Nenhum homem
recebeu da natureza o direito de comandar os outros.
A liberdade é um presente
do Céu, e cada indivíduo da mesma espécie tem o direito de a gozar, tão
rapidamente atinja a idade da razão,
Se a
natureza estabeleceu qualquer autoridade, é o poder paternal ; mas esse poder
tem, também, os seus limites ; e no estado natural ele acabaria logo que
os filhos estiverem em estado de saberem conduzir os seus próprios destinos.
Toda e
qualquer outra autoridade vem de outra origem que a natureza.

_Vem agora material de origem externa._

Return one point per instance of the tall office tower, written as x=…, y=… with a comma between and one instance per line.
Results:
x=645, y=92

Que se examine
bem e conseguiremos que essa autoridade, tal como acontece com o azeite, suba á
superfície da água ; ou a força e a violência daquele que dela se
apoderou, pensando-se « único » ; ou o consentimento dos que se
submeteram por um contrato feito ou suposto entre eles e aqueles a quem eles
deferiram a autoridade provisoriamente.
O poder que
se adquire pela violência não é que uma usurpação e não dura mais que a força
do que comanda o conduz sobre a dos que obedecem ; de forma que se os últimos se tornam, por sua
vez, os mais fortes, e que agitam e retiram o jugo, fazem-no com tanto direito
e justiça que o outro que lhes havia sido imposto, e se impunha com toda a
severidade. A mesma lei que fez a autoridade a derrota então ; é a lei do
mais forte.
Por vezes a
autoridade que se estabelece pela violência muda de cariz ; é quando ela
continua e se mantém com o consentimento expresso dos que foram submetidos :
mas mas ela entra, por aí por outra forma, quando o « mandão » se
arroga o direito ao exercício da tirania.
O poder que
surge do consentimento dos povos supõe, necessariamente, condições que tornam o
uso legítimo útil à sociedade, sobretudo em República, fixando-a e
restringindo-a entre limites ; pois o homem não pode nem deve dar-se
inteiramente e sem reservas a um outro homem, porque tem um mestre superior
acima de tudo, a quem só pertence por inteiro.
É Deus, cujo
poder é sempre imediato sobre a criatura, mestre tão cioso como absoluto, que
nunca perde os seus direitos nem os cede a outrem.
Permite,
pelo bem comum e a manutenção da sociedade que os homens estabelecem entre
eles, uma ordem de subordinação, que obedeçam a um deles ; mas, quer que
seja pela razão e com medida, e não cegamente e sem reservas, afim de que, a
criatura não se arrogue os direitos do Criador.
Toda e qualquer
outra submissão é um verdadeiro crime de idolatria.
Ajoelhar
perante um homem ou perante uma imagem é apenas uma cerimónia exterior, em que
o verdadeiro Deus, que pede o coração e o espírito, não se preocupa, e que
abandona à instituição dos homens para fazer, como lhes convier, marcas de um
culto civil e político, ou um culto de religião.
Assim, não
são essas cerimónias, em si mesmas, mas o espírito do seu estabelecimento que
torna a prática inocente ou criminosa.
Felizmente,
vivemos num país considerado civilizado, não num do Terceiro Mundo, ou
afro-asiático onde sem escrúpulo algum se ajoelham, os seres humanos face a
outro ser humano, num cerimonial que não significa que o que se pretendeu que
significasse, mas entregar o seu coração, o seu espírito e a sua conduta, sem
qualquer reserva, à vontade e ao capricho de uma pura criatura, fazer o único e
último motivo das suas acções, sendo seguramente um crime de lesa-majestade
divina ao primeiro chefe.
Não !
Um primeiro-ministro ou um presidente da República merece tanto respeito como o
mais pobre dos cidadãos, que só o é porque eles assim entendem que ele seja.